Adding conditional logic to a journey builder tool
Phasing in conditional logic capabilities to an otherwise linear visual flow builder

Snapshot
My role: Lead designer
Team: Product manager, product owner, dev team for consulting
Timeline: 2 quarters (approx 20 weeks)
Context
The authentication journey builder is a core capability on the identity platform. This lets the user set up their desired login flows in a structured swimlane-style layout.
The User
System integrator admin, who is somewhat technical and in charge of translating their business and security requirements to the platform configuration.

The starting point: users can create straightforward login flows in a structured, linear format.
Problem/opportunity
If the customer wanted conditional logic in their journey, there was no way to configure it themselves - they would have to get their journeys custom-made by our professional services team. This costs time and money and customers are obviously not happy.
How might we accommodate complex conditional logic on the journey builder to enable customer independence, while staying true to the simplicity that’s been established?
Phasing the solution to deliver value in increments
Considering that this is a tactical project, I worked out a pragmatic way to phase this work:
First phase (MVP): Select from pre-canned condition templates that are not editable.
Second phase: Make it flexible and editable!
Phase 1: The right level of UI explorations (not reinventing the wheel here)
I drove a quick design process of exploring how to convey conditional splits on the diagram, converging on a UI that followed ubiquitous patterns and matched our pre-established designs.

Sketches of ideas for how the branches can be depicted on the journey diagram.

The final branch design for the journey diagram.
Being proactive with the vision to guide a short-sighted team
The team likes to focus on the current phase, especially for such a tactical project. I took the initiative to work in an exploration of what Phase 2 and beyond could look like. This not only helps me check that the design decisions I make in Phase 1 hold up, but it allows the dev team to plan their Phase 1 build to be able to support Phase 2 easily.


These mockups shows the new interactions introduced in Phase 2, such as the ability to add and edit conditional branches with multiple levels of AND/OR logic.
On to Phase 2 - deciding on the right amount of design effort to invest
For the Phase 2 design process, I decided to proceed with something simple and good enough based on the aligned vision. This decision was based on careful consideration the business priorities, the context of the customer problems we’re trying to solve, and where our precious UX team resources should be spending our time on.

For phase 2, the details side sheet evolves into an editable form interface.
Our assumptions challenged by early feedback
During an internal cross-disciplinary design critique, I received some feedback that the UI did not match some team members’ mental models for configuring conditional logic in specific technical/IT systems.
I made a decision it was worth going back to the drawing board.
A clear mental model emerges
I went deeper into the secondary research. A ubiquitous pattern revealed itself.

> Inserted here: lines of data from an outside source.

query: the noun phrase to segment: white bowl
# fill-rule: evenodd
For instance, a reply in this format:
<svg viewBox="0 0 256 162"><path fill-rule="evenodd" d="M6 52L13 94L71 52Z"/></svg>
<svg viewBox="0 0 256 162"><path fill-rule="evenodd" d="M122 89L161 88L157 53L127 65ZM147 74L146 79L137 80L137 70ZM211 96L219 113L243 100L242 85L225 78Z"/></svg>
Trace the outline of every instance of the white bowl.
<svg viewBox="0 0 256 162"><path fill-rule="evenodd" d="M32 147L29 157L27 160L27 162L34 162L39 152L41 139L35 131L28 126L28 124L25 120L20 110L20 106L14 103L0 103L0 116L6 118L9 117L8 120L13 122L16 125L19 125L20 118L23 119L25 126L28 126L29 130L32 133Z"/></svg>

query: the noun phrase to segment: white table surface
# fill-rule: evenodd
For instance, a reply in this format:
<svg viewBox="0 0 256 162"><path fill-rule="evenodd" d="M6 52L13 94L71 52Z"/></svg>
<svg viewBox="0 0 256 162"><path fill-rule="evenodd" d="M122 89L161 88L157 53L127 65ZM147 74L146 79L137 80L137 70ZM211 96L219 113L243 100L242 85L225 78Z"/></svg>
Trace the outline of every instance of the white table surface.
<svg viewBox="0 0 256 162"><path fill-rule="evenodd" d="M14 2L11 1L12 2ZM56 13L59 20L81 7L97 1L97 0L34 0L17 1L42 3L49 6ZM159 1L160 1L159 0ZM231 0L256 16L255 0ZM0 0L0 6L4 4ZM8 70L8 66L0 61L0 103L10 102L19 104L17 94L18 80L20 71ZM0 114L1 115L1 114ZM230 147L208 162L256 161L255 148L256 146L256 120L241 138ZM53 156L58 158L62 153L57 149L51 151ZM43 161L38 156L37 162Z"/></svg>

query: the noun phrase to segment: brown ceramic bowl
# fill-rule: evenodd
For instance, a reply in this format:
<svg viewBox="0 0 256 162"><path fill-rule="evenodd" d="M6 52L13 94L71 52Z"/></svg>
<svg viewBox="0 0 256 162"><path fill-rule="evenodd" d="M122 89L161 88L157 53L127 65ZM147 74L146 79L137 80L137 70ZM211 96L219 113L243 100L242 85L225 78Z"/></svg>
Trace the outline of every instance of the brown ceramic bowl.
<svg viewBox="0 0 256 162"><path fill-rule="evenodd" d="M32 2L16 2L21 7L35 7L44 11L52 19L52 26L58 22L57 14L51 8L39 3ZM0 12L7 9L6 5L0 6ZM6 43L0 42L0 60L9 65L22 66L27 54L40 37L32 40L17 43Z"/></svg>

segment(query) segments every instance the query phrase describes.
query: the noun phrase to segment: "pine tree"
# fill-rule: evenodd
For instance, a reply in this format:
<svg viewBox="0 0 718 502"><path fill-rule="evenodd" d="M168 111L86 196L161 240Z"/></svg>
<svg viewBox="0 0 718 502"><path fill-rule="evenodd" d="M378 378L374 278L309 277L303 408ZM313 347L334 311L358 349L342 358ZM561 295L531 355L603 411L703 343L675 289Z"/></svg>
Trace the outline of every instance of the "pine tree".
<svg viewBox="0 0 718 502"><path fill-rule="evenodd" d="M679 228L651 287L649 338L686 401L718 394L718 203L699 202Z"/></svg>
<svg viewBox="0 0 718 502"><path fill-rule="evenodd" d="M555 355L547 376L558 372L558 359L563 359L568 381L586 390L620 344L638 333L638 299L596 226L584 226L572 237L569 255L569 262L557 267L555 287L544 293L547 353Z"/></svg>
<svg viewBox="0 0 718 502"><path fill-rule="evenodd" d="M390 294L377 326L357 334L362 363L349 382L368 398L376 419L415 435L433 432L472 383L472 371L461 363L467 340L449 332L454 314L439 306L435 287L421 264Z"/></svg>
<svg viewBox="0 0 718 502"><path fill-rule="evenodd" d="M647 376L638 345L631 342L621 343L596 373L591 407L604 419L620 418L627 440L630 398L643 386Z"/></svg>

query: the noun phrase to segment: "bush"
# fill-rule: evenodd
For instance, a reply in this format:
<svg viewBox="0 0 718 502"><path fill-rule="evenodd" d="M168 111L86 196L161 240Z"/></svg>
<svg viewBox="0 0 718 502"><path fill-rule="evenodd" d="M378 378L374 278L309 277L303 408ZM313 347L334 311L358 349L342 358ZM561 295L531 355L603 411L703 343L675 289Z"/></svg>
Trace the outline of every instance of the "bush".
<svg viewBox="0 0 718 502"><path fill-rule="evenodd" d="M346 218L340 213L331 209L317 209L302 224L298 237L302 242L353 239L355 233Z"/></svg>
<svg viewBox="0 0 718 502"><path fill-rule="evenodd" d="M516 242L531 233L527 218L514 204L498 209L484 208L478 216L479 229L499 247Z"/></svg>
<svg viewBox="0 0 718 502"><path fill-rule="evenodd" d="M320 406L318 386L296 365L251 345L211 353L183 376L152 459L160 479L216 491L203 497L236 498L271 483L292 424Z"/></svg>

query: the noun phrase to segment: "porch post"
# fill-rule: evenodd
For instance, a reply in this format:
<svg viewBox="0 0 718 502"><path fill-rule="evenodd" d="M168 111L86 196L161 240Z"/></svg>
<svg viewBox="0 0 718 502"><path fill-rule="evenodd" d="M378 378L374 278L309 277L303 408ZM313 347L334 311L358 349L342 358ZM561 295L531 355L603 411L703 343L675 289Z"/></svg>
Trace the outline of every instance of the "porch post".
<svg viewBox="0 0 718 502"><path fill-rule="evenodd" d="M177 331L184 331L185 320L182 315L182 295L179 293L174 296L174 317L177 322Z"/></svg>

Examples from other platforms showing a tree-style UI anchored to the logical AND/OR operator at top.
Keeping true to the business priorities and how we spend our resources to deliver the most value, it was wise to not to reinvent the wheel here. I translated this pattern to our design language, making sure it fit our requirements.

Now everyone had high confidence about this design. The team members who were brave enough to give their feedback in the first draft felt valued.
Let’s ship it!
The final solution
Screen recording of the design prototype demonstrating the risk level template and creating a new condition from scratch.
Impact
Customer value
More complex authentication use cases are now supported. Non-technical customers can independently configure these scenarios without paying for hours of custom development.
Better logins for all
With conditions in login journeys, customers’ users get a better login experience by getting served just the right amount of authentication steps, leading to faster, more secure logins.
Internal team culture
Strengthened the org culture that UX team has been championing, having cross-disciplinary collaboration thru the UX process and voices to be heard.
Next steps
Iterate based on feedback
Work with product management to get a feedback program in place for the journey builder tool as it gets adopted by customers. The goal would be to validate that the solution does enough to address real customer use cases.
Usability validation
If the opportunity comes up, conduct a usability test to learn if our design decisions were on the right track and discover any improvements.
Normally I would push to have a brand new pattern/interaction like this tested. Was deprioritized due to various factors affecting the priority of this feature and the business appetite for investing in this level of validation.
What about metrics?
If I could gather metrics on this feature, I would measure:
The before/after of professional services hours that customers would’ve had to pay for to support conditional logic in their login flows, to quantify the customer dollar savings as well as our professional services team’s time savings.
User success (completion) rate and time on task of flows with conditional logic deployed vs not, to demonstrate that flows with conditional logic lead to better login experiences for end users.